Grunkle · 09/02/2018 03:33

This woman sounds like she has radically different values to you. And she also sounds, frankly, nasty and mean.

Counselling. For you, on your own. You need to get crystal clear with yourself about what you want your life to look like. And then you need to assess whether she helps or hinders that. You have one precise life op. Do NOT waste it with someone who drains you and shits on the things that make you feel happy and interested. Truly.

Fwiw my partner shares your profession and he was enormously excited about the spacex launch -and I didn't care very much.

And you know what?

I made him a hot drink and cuddled up with him while we watched it. It was adorable how excited he was. I was happy to see him happy. He paused the video and showed different bits to me and explained what was happening, why etc. I tried to come up with comments and questions. Because I love him and I perceive his profession / interests as pivotal to what makes him, him... he would not be the person he is without that aspect of him. I would never in a million years dismiss something like that.

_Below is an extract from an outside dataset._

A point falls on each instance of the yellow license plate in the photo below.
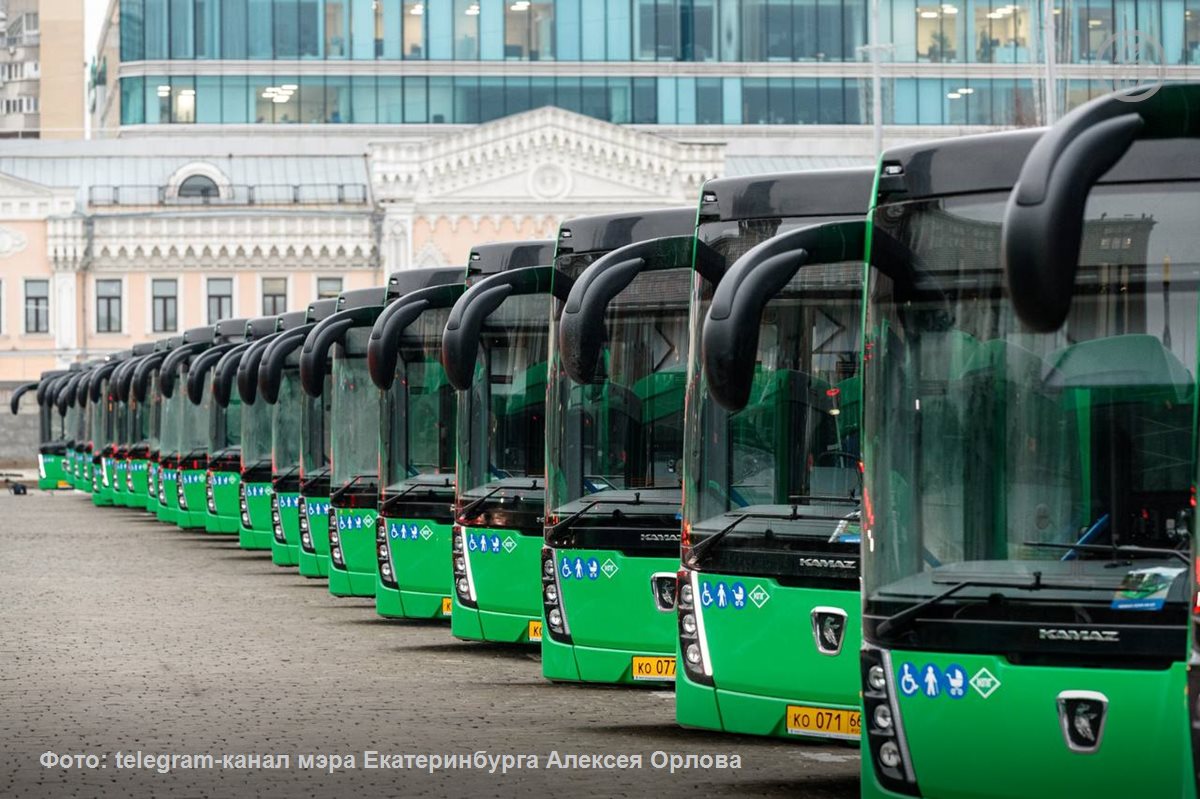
(827, 722)
(653, 668)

You deserve so much better.

Wormysquirmy · 09/02/2018 03:57

I would run a mile now, before the kids come and you still can

Is this isn’t a wind up, that is?

There is no happiness to be found with a person like this. She won’t change.

Historicallyinaccurate · 09/02/2018 05:01

Slightly surprised at some of these responses, as I've read extremely similar but with the woman in the position of op, and I'm pretty sure it wasn't all as supportive. Interesting.

Tbh, in a partnership with two high powered professionals, either one gives way (usually the woman) or they look at outside help when needed. Why do you have to get home by 4pm to make dinner? Because her surgery goes on late each day? No different to many other ppl getting back at this time. If it's easier for you to get back early and you enjoy cooking, what's the problem? (Senior office staff able to get home for 4pm Every Day? Really? That's lucky. ) If it's a problem, don't do it, eat later! No point being a martyr. Which is the tone which came through... Why should she pretend interest in all your interests? I think you're feeling sensitive atm and some of these things are being blown up out of proportion.

However, I feel that my wife is prioritising her career above everything else, especially our relationship
How so? She told you she was career oriented. She works long hours in an extremely important job (we need more female doctors). The sex thing is a common complaint for busy, tired ppl. It's not necessarily anything more sinister than that. 8 times in 3 1/2 months is approx once a fortnight. I'd be surprised if most couples didn't drop down to this frequency at some point in their lives together. 3 1/2 months is a short time to be complaining about, really. Wrt moving jobs to be closer, one of you was going to have to do it, why shouldn't it be you?

There's a v odd tone to this post. It covers a lot of things which would normally be borne by the woman in the relationship without anyone batting an eyelid. Some other things which seem blown out of proportion. I think you need to concentrate on building better communication so she knows how you perceive these things. Although I don't think you've got it as bad as you think you have.

Historicallyinaccurate · 09/02/2018 05:02

Sorry, that was longer than I thought it would be!